At the conclusion of the October 2021 interviews, Dodson was again excluded from the Judicial Service Commission's list of suitable candidates. His exclusion, and that of Unterhalter, led to widespread public debate about affirmative action in the judiciary, with many commentators presuming that, given their legal experience and reputations, Dodson and Ulterhalter had been overlooked because they were white men. In respect of Dodson's judicial experience, his supporters pointed out that many Constitutional Court justices, including sitting justice Mbuyiseli Madlanga, had joined the apex court directly from the bar.

=== 2022 Constitutional Court shortlist ===
In March 2022, Dodson was again shortlisted for Constitutional Court appointment, this time as one of five candidates vying for two vacancies. He was interviewed the following month. As in former rounds of interviews, he was asked about affirmative action and land reform; he repeated his view that his appointment would advance judicial transformation insofar as he had "always accepted and adopted the transformational ethos of the constitution", as well as his view that land expropriation without compensation was constitutional.
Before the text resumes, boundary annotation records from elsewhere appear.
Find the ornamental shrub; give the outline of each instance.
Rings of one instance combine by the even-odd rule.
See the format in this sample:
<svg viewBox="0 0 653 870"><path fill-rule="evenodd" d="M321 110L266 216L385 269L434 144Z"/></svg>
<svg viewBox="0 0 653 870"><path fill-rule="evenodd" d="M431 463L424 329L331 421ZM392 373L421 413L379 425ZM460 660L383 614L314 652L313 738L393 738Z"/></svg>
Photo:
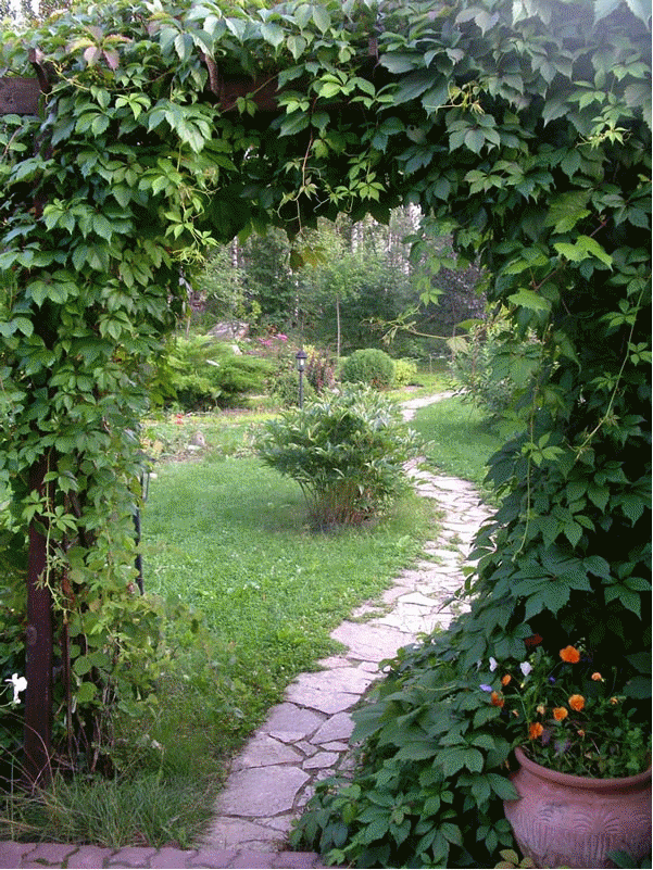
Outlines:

Asked whether he would engage in judicial activism, Dodson replied that, "[W]e have an activist constitution. As long as the judge comes to the case with the recognition that it's a transformative constitution, I don't think you need to be an activist to do justice." He also responded to concern about his relative paucity of judgements in commercial law, pointing to his extensive commercial experience at the Independent Regulatory Board for Auditors.

After the interviews, the Judicial Service Commission recommended Dodson and three other candidates – Fayeeza Kathree-Setiloane, Owen Rogers, and Mahube Molemela – as suitable for appointment. Because only four candidates were submitted for presidential consideration, only one of the two vacancies could be filled, and, in June 2022, President Ramaphosa announced that he had elected to appoint Rogers.

== Personal life ==
He is married to Raylene Keightley, a lawyer and Supreme Court of Appeal judge, with whom he has three sons. He was a member of the African National Congress in the early 1990s before he joined the bench.